RCR Arquitectes and Pau Llimona created a dream-like set for this extraordinary restaurant, all extrapolated from an initial watercolour

RCR Arquitectes and Pau Llimona created a calming, abstract environment for Albert Adrià’s latest culinary venture, Enigma.
RCR Arquitectes and Pau Llimona created a calming, abstract environment for Albert Adrià’s latest culinary venture, Enigma. Credit: Dámaso Pérez Ontiveros/Fototec

Guests arriving at Enigma, the Barcelona restaurant designed by 2017 Pritzker Prize-winning practice RCR Arquitectes and Pau Llimona, could be forgiven for being a little taken aback.

Enigma is the latest venture from Albert Adrià, first known for his work at his brother Ferran’s celebrated three Michelin-starred elBulli restaurant and who now leads the elBarri group of restaurants. The new restaurant is located on a noisy street corner in Ensanche, a not particularly fashionable part of the city. There is minimal signage. Rather than being greeted at the door, diners instead must wait until the time of their reservation and then tap in an entry code that they are given on booking to activate the door. Then, still without seeing any Enigma staff, they progress up a curving ramp away from the hustle of the city and into a quite extraordinary restaurant environment.

The overwhelming sense is of being beneath a strange billowing metal cloud, with walls and floor covered in abstract designs and furniture that looks at first as if it’s been shaped from ice. Almost everything is in shades of grey. It is all rather strange and quite unlike any conventional restaurant.

This, of course, is the point. Adrià was keen to explore different approaches to dining, not just in the food but the way it was experienced. Central to this was the design of the interior, realised in an intense collaboration with the design team over more than two years.

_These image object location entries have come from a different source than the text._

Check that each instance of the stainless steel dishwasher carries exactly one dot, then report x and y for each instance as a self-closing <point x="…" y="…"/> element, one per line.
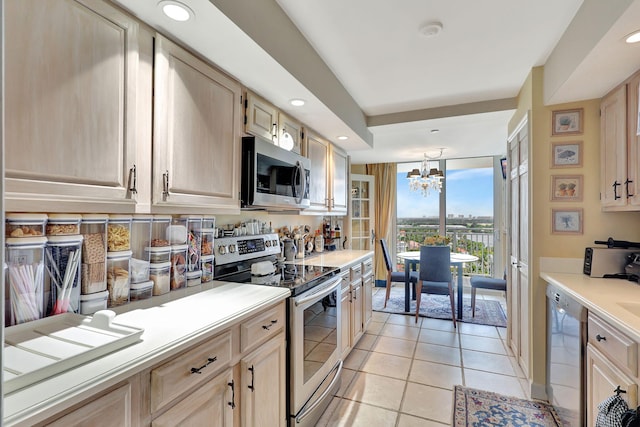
<point x="566" y="343"/>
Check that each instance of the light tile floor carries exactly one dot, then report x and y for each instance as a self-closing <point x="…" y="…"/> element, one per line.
<point x="402" y="373"/>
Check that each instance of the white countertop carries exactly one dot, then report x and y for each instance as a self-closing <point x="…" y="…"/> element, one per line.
<point x="612" y="299"/>
<point x="168" y="329"/>
<point x="338" y="258"/>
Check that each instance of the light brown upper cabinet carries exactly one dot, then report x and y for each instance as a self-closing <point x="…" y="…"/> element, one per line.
<point x="329" y="176"/>
<point x="73" y="98"/>
<point x="264" y="119"/>
<point x="620" y="148"/>
<point x="196" y="134"/>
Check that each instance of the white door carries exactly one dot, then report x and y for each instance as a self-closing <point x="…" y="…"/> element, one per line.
<point x="518" y="291"/>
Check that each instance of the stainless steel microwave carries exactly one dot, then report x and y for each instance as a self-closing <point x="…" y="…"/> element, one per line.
<point x="273" y="177"/>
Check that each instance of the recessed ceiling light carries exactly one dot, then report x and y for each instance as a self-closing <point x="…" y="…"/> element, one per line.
<point x="176" y="10"/>
<point x="633" y="37"/>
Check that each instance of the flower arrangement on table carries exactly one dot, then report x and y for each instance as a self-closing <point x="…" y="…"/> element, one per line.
<point x="437" y="240"/>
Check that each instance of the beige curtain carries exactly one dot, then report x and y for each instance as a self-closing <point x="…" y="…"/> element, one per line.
<point x="385" y="209"/>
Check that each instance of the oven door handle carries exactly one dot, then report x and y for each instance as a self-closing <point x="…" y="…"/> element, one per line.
<point x="307" y="411"/>
<point x="324" y="290"/>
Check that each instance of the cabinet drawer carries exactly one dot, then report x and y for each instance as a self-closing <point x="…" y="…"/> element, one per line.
<point x="616" y="346"/>
<point x="189" y="369"/>
<point x="367" y="266"/>
<point x="262" y="327"/>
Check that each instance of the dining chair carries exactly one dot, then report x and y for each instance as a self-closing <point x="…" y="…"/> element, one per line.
<point x="484" y="282"/>
<point x="392" y="275"/>
<point x="435" y="276"/>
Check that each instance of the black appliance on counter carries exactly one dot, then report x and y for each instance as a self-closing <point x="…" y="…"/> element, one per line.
<point x="314" y="318"/>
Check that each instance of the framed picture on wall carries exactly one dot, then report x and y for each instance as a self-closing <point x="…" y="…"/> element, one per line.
<point x="566" y="221"/>
<point x="566" y="154"/>
<point x="566" y="188"/>
<point x="566" y="122"/>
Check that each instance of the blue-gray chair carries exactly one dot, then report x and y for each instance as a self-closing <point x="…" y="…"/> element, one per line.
<point x="435" y="276"/>
<point x="485" y="282"/>
<point x="394" y="276"/>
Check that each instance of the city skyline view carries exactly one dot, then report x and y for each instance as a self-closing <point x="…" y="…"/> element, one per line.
<point x="469" y="192"/>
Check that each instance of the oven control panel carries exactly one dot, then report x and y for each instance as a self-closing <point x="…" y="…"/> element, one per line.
<point x="241" y="248"/>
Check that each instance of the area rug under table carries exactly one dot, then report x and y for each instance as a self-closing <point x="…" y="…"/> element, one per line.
<point x="473" y="407"/>
<point x="488" y="312"/>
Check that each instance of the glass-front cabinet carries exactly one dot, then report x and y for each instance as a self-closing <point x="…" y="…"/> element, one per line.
<point x="362" y="215"/>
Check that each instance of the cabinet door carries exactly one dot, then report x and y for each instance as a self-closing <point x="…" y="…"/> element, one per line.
<point x="357" y="327"/>
<point x="290" y="135"/>
<point x="70" y="106"/>
<point x="602" y="379"/>
<point x="197" y="120"/>
<point x="112" y="409"/>
<point x="261" y="118"/>
<point x="210" y="405"/>
<point x="339" y="180"/>
<point x="318" y="153"/>
<point x="263" y="385"/>
<point x="613" y="149"/>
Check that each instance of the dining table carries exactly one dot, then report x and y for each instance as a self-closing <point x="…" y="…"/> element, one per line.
<point x="412" y="259"/>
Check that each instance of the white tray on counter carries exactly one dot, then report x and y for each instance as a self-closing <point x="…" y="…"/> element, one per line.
<point x="40" y="349"/>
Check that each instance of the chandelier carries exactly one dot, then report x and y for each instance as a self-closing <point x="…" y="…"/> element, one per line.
<point x="426" y="179"/>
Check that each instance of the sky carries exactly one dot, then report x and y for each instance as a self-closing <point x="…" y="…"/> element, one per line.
<point x="469" y="192"/>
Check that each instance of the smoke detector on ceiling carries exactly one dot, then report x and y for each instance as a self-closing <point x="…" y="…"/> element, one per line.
<point x="431" y="29"/>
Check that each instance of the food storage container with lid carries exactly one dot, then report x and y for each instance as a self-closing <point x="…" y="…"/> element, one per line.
<point x="94" y="253"/>
<point x="91" y="303"/>
<point x="63" y="224"/>
<point x="194" y="278"/>
<point x="25" y="225"/>
<point x="207" y="268"/>
<point x="178" y="266"/>
<point x="139" y="270"/>
<point x="119" y="234"/>
<point x="118" y="277"/>
<point x="140" y="235"/>
<point x="160" y="275"/>
<point x="159" y="225"/>
<point x="24" y="279"/>
<point x="158" y="254"/>
<point x="63" y="261"/>
<point x="140" y="291"/>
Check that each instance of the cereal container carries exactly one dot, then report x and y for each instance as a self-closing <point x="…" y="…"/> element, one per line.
<point x="119" y="233"/>
<point x="194" y="238"/>
<point x="160" y="275"/>
<point x="24" y="279"/>
<point x="91" y="303"/>
<point x="25" y="225"/>
<point x="207" y="268"/>
<point x="178" y="266"/>
<point x="64" y="263"/>
<point x="159" y="225"/>
<point x="63" y="224"/>
<point x="118" y="280"/>
<point x="94" y="253"/>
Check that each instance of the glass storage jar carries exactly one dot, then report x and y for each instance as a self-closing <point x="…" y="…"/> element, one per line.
<point x="25" y="225"/>
<point x="63" y="262"/>
<point x="24" y="279"/>
<point x="118" y="280"/>
<point x="119" y="233"/>
<point x="94" y="253"/>
<point x="63" y="224"/>
<point x="178" y="266"/>
<point x="160" y="275"/>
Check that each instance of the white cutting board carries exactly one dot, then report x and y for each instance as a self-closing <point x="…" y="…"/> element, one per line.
<point x="37" y="350"/>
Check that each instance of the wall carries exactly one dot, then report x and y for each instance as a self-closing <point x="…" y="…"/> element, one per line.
<point x="597" y="225"/>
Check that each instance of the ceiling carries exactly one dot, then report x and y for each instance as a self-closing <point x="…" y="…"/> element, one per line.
<point x="368" y="71"/>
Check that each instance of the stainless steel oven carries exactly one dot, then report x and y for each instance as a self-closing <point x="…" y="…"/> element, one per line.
<point x="314" y="318"/>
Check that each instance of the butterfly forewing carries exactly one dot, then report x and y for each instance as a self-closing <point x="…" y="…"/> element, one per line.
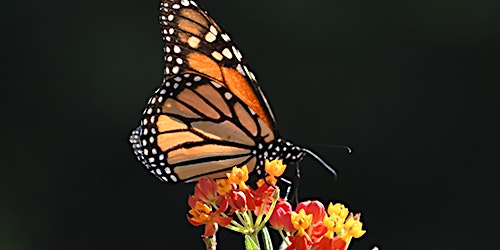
<point x="209" y="114"/>
<point x="195" y="43"/>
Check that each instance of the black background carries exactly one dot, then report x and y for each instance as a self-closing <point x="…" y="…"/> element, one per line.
<point x="411" y="86"/>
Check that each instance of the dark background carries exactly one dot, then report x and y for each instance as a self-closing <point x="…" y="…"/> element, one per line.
<point x="411" y="86"/>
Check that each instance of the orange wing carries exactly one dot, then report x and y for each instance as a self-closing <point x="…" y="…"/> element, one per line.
<point x="194" y="127"/>
<point x="195" y="43"/>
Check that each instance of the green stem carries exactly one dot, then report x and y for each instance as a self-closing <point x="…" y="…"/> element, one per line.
<point x="275" y="200"/>
<point x="210" y="243"/>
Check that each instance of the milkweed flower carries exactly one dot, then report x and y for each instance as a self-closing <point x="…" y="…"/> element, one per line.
<point x="235" y="205"/>
<point x="202" y="214"/>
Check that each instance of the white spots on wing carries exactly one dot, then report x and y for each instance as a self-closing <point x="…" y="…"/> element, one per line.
<point x="177" y="49"/>
<point x="240" y="69"/>
<point x="209" y="37"/>
<point x="193" y="42"/>
<point x="227" y="53"/>
<point x="175" y="69"/>
<point x="216" y="84"/>
<point x="213" y="30"/>
<point x="237" y="53"/>
<point x="225" y="37"/>
<point x="217" y="55"/>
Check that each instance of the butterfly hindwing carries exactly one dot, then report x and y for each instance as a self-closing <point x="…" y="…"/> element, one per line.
<point x="209" y="114"/>
<point x="194" y="125"/>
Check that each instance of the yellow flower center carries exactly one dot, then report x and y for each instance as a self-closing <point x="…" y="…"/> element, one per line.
<point x="334" y="224"/>
<point x="223" y="186"/>
<point x="275" y="168"/>
<point x="338" y="209"/>
<point x="239" y="176"/>
<point x="353" y="227"/>
<point x="201" y="212"/>
<point x="301" y="221"/>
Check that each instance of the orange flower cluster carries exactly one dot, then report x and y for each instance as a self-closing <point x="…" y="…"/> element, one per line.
<point x="233" y="204"/>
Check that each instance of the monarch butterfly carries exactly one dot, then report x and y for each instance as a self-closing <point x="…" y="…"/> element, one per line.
<point x="209" y="114"/>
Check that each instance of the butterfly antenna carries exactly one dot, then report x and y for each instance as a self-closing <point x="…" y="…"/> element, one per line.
<point x="322" y="161"/>
<point x="349" y="150"/>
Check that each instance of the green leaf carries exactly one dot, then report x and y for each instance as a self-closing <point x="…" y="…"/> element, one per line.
<point x="250" y="244"/>
<point x="266" y="237"/>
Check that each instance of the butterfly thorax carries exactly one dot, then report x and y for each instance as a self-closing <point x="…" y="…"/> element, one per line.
<point x="278" y="149"/>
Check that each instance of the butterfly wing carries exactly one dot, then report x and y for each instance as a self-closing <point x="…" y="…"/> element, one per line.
<point x="194" y="126"/>
<point x="195" y="43"/>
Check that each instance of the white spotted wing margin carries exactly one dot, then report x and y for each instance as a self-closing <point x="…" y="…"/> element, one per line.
<point x="194" y="127"/>
<point x="189" y="31"/>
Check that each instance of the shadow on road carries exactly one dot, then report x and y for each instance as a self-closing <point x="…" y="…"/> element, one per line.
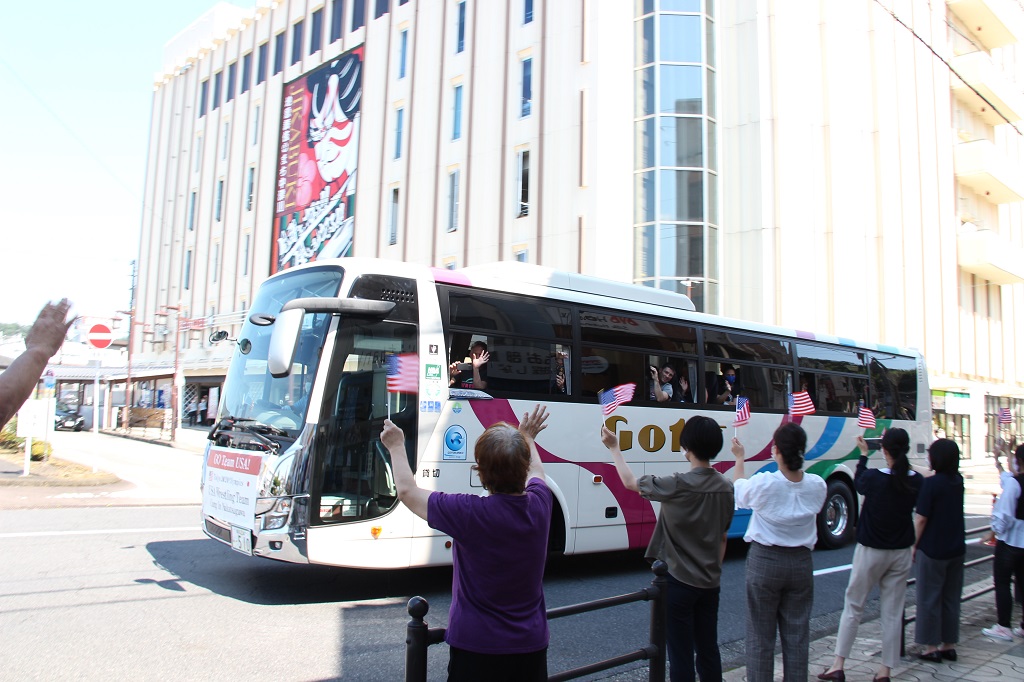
<point x="209" y="564"/>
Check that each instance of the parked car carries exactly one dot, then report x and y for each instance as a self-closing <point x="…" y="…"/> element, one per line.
<point x="66" y="418"/>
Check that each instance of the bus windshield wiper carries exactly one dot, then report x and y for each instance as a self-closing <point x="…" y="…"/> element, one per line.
<point x="258" y="430"/>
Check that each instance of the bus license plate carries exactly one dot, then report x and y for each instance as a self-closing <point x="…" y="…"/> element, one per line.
<point x="242" y="540"/>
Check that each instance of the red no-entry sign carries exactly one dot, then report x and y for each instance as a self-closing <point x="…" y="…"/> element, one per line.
<point x="99" y="336"/>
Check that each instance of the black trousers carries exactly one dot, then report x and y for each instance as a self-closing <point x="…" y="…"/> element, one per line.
<point x="1009" y="562"/>
<point x="692" y="629"/>
<point x="471" y="667"/>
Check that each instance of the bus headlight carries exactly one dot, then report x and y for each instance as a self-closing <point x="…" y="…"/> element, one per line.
<point x="278" y="513"/>
<point x="272" y="521"/>
<point x="263" y="505"/>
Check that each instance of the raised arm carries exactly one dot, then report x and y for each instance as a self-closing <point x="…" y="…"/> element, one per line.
<point x="410" y="494"/>
<point x="478" y="382"/>
<point x="531" y="424"/>
<point x="739" y="453"/>
<point x="919" y="528"/>
<point x="626" y="474"/>
<point x="43" y="341"/>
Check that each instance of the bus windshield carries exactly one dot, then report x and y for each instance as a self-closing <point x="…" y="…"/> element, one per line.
<point x="252" y="396"/>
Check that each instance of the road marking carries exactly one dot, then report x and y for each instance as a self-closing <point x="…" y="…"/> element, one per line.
<point x="51" y="534"/>
<point x="848" y="566"/>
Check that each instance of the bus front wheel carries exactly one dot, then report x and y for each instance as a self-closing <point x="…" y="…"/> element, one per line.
<point x="836" y="519"/>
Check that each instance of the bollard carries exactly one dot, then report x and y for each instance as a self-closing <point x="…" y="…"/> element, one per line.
<point x="416" y="641"/>
<point x="658" y="617"/>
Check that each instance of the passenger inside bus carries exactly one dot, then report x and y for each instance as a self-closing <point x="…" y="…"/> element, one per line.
<point x="471" y="372"/>
<point x="683" y="390"/>
<point x="660" y="381"/>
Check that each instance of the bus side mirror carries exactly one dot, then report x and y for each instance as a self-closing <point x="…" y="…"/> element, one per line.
<point x="284" y="341"/>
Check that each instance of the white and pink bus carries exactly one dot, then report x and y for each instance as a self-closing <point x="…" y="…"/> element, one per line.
<point x="296" y="471"/>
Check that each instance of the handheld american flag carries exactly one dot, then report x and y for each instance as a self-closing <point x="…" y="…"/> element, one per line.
<point x="402" y="373"/>
<point x="800" y="403"/>
<point x="613" y="397"/>
<point x="742" y="412"/>
<point x="865" y="418"/>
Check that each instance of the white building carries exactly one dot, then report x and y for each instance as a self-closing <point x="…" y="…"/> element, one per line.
<point x="815" y="165"/>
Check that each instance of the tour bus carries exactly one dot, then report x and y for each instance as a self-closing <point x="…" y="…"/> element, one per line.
<point x="295" y="469"/>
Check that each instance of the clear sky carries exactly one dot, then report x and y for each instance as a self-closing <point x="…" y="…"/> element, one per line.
<point x="77" y="83"/>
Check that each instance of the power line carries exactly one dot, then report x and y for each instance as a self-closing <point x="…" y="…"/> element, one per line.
<point x="947" y="65"/>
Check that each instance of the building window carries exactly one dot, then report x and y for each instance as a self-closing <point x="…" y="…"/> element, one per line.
<point x="297" y="42"/>
<point x="457" y="114"/>
<point x="316" y="31"/>
<point x="229" y="95"/>
<point x="250" y="182"/>
<point x="522" y="190"/>
<point x="202" y="97"/>
<point x="261" y="64"/>
<point x="527" y="86"/>
<point x="393" y="221"/>
<point x="247" y="70"/>
<point x="460" y="44"/>
<point x="216" y="91"/>
<point x="279" y="53"/>
<point x="398" y="123"/>
<point x="245" y="258"/>
<point x="220" y="200"/>
<point x="453" y="201"/>
<point x="358" y="14"/>
<point x="256" y="125"/>
<point x="402" y="52"/>
<point x="337" y="18"/>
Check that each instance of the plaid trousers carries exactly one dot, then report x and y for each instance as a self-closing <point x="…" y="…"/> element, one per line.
<point x="779" y="596"/>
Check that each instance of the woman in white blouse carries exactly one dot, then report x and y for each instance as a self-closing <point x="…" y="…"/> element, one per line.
<point x="779" y="573"/>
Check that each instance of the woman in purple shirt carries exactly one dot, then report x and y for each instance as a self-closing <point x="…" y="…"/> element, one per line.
<point x="498" y="624"/>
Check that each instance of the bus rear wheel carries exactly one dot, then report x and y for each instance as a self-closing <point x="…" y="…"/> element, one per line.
<point x="836" y="518"/>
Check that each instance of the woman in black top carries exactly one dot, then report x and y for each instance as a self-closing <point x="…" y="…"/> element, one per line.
<point x="939" y="553"/>
<point x="883" y="556"/>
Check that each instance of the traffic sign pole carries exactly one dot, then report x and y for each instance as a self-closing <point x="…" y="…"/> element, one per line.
<point x="100" y="337"/>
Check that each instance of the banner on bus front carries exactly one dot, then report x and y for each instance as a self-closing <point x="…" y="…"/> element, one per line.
<point x="231" y="484"/>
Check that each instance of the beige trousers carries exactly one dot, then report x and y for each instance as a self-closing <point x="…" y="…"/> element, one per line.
<point x="888" y="569"/>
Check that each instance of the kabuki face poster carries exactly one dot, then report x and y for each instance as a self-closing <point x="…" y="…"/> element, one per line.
<point x="316" y="163"/>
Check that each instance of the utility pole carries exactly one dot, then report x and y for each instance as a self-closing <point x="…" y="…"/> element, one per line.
<point x="175" y="408"/>
<point x="126" y="419"/>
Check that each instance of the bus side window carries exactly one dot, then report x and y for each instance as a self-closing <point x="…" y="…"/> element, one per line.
<point x="607" y="368"/>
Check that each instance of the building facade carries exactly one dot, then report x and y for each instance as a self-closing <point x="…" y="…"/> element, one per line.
<point x="848" y="168"/>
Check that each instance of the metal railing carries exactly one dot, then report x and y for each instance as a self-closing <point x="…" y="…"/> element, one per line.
<point x="419" y="636"/>
<point x="964" y="597"/>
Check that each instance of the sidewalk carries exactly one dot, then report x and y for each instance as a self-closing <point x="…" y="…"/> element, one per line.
<point x="193" y="438"/>
<point x="116" y="469"/>
<point x="978" y="656"/>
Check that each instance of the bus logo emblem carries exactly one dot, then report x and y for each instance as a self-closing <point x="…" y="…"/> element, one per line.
<point x="455" y="443"/>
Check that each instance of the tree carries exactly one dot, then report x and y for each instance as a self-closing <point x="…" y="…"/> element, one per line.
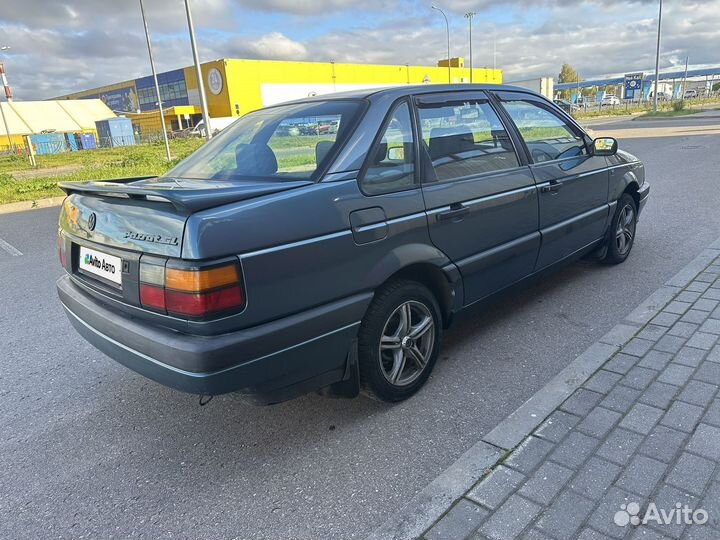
<point x="567" y="75"/>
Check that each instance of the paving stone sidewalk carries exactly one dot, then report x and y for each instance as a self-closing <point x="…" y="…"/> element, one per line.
<point x="645" y="428"/>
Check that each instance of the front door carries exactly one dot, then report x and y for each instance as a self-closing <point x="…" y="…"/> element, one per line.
<point x="481" y="199"/>
<point x="572" y="183"/>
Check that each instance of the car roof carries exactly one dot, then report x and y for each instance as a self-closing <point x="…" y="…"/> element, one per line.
<point x="397" y="92"/>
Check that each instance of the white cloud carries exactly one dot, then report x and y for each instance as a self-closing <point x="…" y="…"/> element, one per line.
<point x="70" y="45"/>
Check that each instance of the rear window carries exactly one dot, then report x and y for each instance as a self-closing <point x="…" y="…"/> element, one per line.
<point x="288" y="142"/>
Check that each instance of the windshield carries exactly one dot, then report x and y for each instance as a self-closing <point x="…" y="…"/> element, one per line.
<point x="288" y="142"/>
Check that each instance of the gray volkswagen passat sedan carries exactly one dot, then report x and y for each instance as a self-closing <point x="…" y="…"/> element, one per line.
<point x="282" y="258"/>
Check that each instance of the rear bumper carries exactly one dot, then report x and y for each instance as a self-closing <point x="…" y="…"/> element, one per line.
<point x="643" y="194"/>
<point x="270" y="363"/>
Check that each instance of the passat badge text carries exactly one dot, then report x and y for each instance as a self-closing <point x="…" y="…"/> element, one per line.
<point x="156" y="238"/>
<point x="100" y="264"/>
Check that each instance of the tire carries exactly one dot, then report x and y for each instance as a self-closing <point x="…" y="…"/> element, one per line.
<point x="621" y="236"/>
<point x="394" y="368"/>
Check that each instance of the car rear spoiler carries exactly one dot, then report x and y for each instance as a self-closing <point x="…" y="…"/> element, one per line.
<point x="184" y="199"/>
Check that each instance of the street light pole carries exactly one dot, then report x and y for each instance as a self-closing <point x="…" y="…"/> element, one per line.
<point x="198" y="72"/>
<point x="7" y="129"/>
<point x="157" y="86"/>
<point x="469" y="15"/>
<point x="657" y="60"/>
<point x="447" y="28"/>
<point x="2" y="111"/>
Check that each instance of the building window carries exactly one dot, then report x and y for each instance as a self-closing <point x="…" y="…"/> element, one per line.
<point x="172" y="91"/>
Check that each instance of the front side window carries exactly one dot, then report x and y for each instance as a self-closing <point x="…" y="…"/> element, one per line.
<point x="391" y="164"/>
<point x="288" y="142"/>
<point x="547" y="136"/>
<point x="465" y="139"/>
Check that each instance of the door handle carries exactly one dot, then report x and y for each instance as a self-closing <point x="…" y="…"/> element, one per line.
<point x="456" y="213"/>
<point x="552" y="187"/>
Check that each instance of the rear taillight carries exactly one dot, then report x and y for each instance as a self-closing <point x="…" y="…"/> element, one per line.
<point x="61" y="250"/>
<point x="195" y="292"/>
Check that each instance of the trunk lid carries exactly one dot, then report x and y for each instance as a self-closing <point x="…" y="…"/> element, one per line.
<point x="148" y="214"/>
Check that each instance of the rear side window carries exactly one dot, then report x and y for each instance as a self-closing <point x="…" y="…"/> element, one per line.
<point x="546" y="134"/>
<point x="391" y="165"/>
<point x="287" y="142"/>
<point x="465" y="139"/>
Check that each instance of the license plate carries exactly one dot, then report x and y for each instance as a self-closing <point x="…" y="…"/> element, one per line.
<point x="101" y="264"/>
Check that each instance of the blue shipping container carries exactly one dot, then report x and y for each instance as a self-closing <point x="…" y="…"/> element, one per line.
<point x="87" y="141"/>
<point x="115" y="132"/>
<point x="72" y="142"/>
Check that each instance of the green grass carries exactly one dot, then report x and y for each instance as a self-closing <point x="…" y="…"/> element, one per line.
<point x="88" y="165"/>
<point x="671" y="113"/>
<point x="665" y="109"/>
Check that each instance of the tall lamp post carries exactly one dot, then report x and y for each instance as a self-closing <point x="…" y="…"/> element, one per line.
<point x="469" y="15"/>
<point x="447" y="28"/>
<point x="157" y="86"/>
<point x="198" y="72"/>
<point x="657" y="60"/>
<point x="7" y="97"/>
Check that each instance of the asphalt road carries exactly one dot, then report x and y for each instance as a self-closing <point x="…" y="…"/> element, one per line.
<point x="88" y="448"/>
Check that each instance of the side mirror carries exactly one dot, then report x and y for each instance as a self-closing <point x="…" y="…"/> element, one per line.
<point x="604" y="146"/>
<point x="396" y="153"/>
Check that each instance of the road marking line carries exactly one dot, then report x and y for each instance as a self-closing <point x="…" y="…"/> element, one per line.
<point x="10" y="249"/>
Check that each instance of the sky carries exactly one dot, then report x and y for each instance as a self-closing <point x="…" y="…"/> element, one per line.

The site was difficult – noisy, dark and littered with columns. According to Rafael Aranda of RCR, the aim was to create an abstract yet serene interior landscape that, by being a total disconnect with the urban surroundings, encourages diners to leave the rest of the city behind. Having blanked that out, they can then concentrate on the cuisine and the company instead. The sense of experience is heightened by the promenade nature of the meal – diners move around various zones of the restaurant throughout their evening, passing along the side of the open kitchen. There are tantalizing glimpses through glass screens to different parts of the restaurant but the overall plan is rather labyrinthine and guests never see all their fellow diners at once.

Chefs preparing dishes in the kitchen, which is clad in sintered stone.
Chefs preparing dishes in the kitchen, which is clad in sintered stone. Credit: Dámaso Pérez Ontiveros/Fototec

The design concept started, as all RCR projects do, with a watercolour response to the brief. For Enigma, the architect came up with an abstract design with varied intensities of tone and pattern that served as the reference point for the project’s dream-like aesthetic. To give enveloping continuity throughout the interior, the design was translated in one material across most of the surfaces from floor and wall panels to counters and joinery and kitchen hoods.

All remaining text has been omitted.